Parry is a phenomenon among London architects because of the volume and quality of his work in both the City of London and the City of Westminster. His two biggest projects in the City (the Corporation’s new legal mega-complex on Fleet Street and the replacement Aviva Tower which will be the tallest building in the Square Mile) are still in progress. Perhaps once complete they will prompt a knighthood!



In Westminster, there is the work on Savile Row and Bond Street; the triumphant re-working of the Waterstone’s building on Piccadilly; and the subtle office building next to Lutyens in St James’s Square.

Unlike his commercial architect predecessors (probably only Richard Seifert matched him for output in central London), Parry is just as at home in the worlds of art (the extension to the Holburne in Bath) and community/charity projects, for example the work in Charterhouse Square. This Royal Academician has managed occasionally to blend art and architecture, for example through use of colour, and more recently to engage with the natural world through provision of roof gardens, publicly accessible.

So does he have a problem with the planning system, which is supposed by critics to stifle innovation in favour of the bland? Not at all – he just gets on with it, listens to comments and criticisms, and like all good architects declines to be thin-skinned, instead responding to what has been said without losing the spirit or integrity of the original idea.

Leon Krier had quite a different attitude to planning, which is to say that he thought he knew best. Sometimes he was right. An excellent architect who worked for James Stirling (and was said to have converted Stirling to the latter’s particular version of post-modernism), Krier was at his most influential in the 1980s and early 1990s because of his influence on the then Prince of Wales. The latter’s distrust of ‘continental theorists’ did not extend to Krier, whose urban design ideas were made flesh in the Poundbury development on the edge of Dorchester, by the Prince’s Duchy of Cornwall.



The proposal was really a critique of the conventional volume-housebuilder idea of how you provided housing in a situation like this: build low-density, car-dependent estates a few miles from the nearest city, where land can be purchased cheaply.

Poundbury was a different proposition, not completed to the scale Krier envisaged, but completed enough to make an urban argument. Needless to say, it was the relentless classicism which enraged some critics and delighted others. Georgian in the late-20th century? Go for it!

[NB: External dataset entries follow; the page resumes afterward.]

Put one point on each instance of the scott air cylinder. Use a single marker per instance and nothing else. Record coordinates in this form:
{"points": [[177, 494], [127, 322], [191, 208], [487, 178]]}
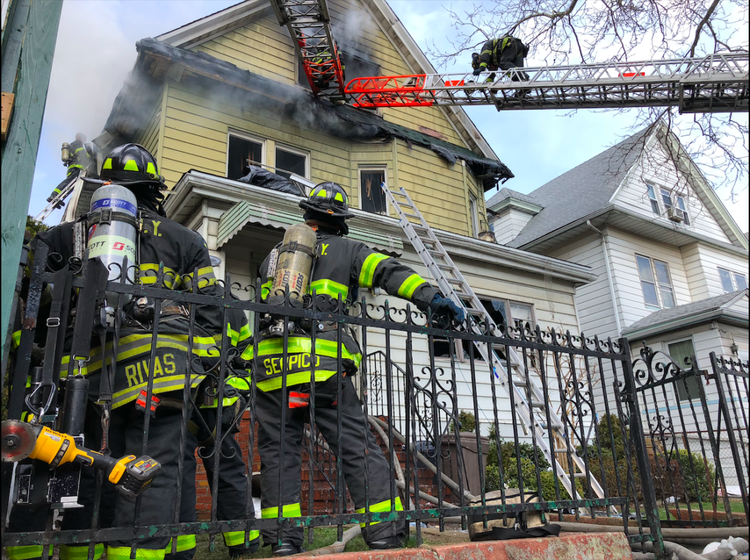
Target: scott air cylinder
{"points": [[112, 233], [294, 265]]}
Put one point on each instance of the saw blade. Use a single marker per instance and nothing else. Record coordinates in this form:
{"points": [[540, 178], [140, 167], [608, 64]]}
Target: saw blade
{"points": [[18, 440]]}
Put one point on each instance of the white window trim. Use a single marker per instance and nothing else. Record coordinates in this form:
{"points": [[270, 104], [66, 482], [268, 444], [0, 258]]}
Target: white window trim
{"points": [[656, 282], [251, 138], [673, 195], [384, 169], [295, 151]]}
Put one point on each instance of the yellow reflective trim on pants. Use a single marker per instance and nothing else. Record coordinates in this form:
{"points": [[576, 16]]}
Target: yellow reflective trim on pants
{"points": [[409, 286], [295, 379], [123, 553], [380, 507], [289, 510], [80, 552], [367, 273], [26, 552], [237, 538], [330, 288], [184, 542]]}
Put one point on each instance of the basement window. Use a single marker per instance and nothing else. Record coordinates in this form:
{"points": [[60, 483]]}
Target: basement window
{"points": [[290, 161], [243, 150], [371, 196]]}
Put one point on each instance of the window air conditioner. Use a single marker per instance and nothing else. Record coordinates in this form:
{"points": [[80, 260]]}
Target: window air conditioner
{"points": [[674, 215]]}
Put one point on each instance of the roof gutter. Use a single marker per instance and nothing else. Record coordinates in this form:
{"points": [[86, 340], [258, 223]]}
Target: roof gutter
{"points": [[607, 265]]}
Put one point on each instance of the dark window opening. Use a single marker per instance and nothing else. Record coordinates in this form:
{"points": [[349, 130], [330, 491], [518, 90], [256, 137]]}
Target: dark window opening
{"points": [[290, 162], [372, 196], [240, 151]]}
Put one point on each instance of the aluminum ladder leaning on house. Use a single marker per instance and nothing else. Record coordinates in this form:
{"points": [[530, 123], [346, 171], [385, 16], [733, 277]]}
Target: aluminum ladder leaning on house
{"points": [[453, 285], [309, 25]]}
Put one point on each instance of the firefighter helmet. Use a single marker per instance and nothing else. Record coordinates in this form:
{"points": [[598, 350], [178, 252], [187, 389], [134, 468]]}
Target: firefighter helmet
{"points": [[329, 199], [132, 163]]}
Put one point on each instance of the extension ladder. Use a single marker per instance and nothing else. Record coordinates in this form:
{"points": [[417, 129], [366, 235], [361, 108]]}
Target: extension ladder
{"points": [[309, 26], [453, 285]]}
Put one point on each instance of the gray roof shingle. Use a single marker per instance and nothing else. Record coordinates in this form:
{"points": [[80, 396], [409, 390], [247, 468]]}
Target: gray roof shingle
{"points": [[581, 191], [681, 311]]}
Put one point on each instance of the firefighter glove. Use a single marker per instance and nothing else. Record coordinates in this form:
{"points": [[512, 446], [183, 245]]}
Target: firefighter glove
{"points": [[444, 306]]}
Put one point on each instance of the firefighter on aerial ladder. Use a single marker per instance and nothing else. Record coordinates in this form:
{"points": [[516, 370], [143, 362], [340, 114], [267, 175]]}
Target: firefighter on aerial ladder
{"points": [[504, 53], [336, 267]]}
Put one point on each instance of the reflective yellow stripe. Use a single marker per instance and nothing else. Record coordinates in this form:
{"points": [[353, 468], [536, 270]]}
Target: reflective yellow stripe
{"points": [[406, 290], [70, 552], [161, 385], [329, 288], [236, 538], [265, 289], [367, 273], [184, 542], [299, 345], [26, 552], [123, 553], [381, 507], [289, 510]]}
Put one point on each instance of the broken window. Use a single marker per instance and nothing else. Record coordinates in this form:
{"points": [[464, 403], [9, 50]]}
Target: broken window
{"points": [[242, 150], [370, 193], [288, 162]]}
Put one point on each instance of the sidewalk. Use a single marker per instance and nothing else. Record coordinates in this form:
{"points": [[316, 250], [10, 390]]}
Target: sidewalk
{"points": [[584, 546]]}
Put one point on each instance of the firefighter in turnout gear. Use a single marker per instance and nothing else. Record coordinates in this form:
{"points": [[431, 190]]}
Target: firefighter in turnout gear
{"points": [[187, 267], [504, 53], [341, 267], [232, 502], [77, 156]]}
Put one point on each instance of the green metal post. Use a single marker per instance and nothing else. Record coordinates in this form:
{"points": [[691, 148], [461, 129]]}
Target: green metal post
{"points": [[28, 47]]}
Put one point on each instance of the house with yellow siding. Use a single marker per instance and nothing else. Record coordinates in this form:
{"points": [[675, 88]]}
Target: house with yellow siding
{"points": [[225, 90]]}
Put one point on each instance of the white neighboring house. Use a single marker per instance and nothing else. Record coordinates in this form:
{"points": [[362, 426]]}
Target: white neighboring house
{"points": [[672, 264]]}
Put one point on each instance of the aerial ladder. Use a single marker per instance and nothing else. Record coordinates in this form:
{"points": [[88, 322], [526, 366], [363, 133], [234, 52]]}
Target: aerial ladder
{"points": [[309, 25], [717, 83]]}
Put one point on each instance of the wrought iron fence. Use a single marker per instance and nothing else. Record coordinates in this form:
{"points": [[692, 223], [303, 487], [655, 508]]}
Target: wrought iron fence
{"points": [[697, 437], [412, 387]]}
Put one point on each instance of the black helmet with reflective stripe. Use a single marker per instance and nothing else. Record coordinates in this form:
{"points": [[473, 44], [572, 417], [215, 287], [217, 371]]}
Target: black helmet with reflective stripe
{"points": [[132, 163], [328, 199]]}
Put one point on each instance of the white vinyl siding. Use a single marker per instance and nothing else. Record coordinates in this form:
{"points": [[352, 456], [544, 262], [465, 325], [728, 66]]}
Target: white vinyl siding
{"points": [[635, 194], [623, 250]]}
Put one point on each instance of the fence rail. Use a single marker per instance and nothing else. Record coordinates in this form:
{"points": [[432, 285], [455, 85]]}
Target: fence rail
{"points": [[412, 389]]}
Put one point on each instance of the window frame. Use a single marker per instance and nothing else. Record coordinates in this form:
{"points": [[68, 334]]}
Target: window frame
{"points": [[682, 366], [372, 167], [249, 138], [732, 279], [657, 285], [295, 151]]}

Krier once admitted at a Royal Academy public event that in fact the architecture could have been in any style, following a question from your correspondent. But he claimed that only architects who believed in masonry construction would have drawn up the masterplan he had fashioned. On another occasion, on a visit to Poundbury with the Prince of Wales in tow, I asked Krier why he hadn’t invited modernist architects to design things like light industrial buildings. ‘I will invite them, but only after they have invited me to work on one of their projects,’ he declared, with a laugh.

He also, in a short talk on that occasion, drew his version how height should work in a city, with a hierarchy of civic and religious buildings outgunning office towers. His version of a single storey development included a church, since the steeple did not contain any floors. His drawings and commentaries on what was wrong with modern architecture, and how it could be adjusted, were one of the best things in Architectural Design magazine at the time, offering a critique with the advantage of witty visuals.

Those arguments and discussions really are evidence that the past is another country. Much of what Krier and the future Charles III were saying at the time have been absorbed into contemporary thinking, while today’s neo-modernists are happier to co-exist with designers of other persuasions. Silos have to an extent dissolved.

In retrospect, everybody had more in common than they wanted to acknowledge. When the Prince made his Hampton Court speech in 1984, I wrote an editorial headlined ‘Two cheers for the Prince’. If only he had realised that instead of criticising architects like James Stirling, he should have recruited them to his cause.

Did the Prince realise, when he attacked Stirling’s No 1 Poultry development in the City of London, that he was criticising an architect for whom Krier had worked and respected? And isn’t that building a bit Krier-esque?

It is certainly not something that Eric Parry would have designed, but he is far from being an austere black-and-white kind of architect. If you get the chance, visit his Leathersellers livery company building in the City. A sumptuous pocket masterpiece.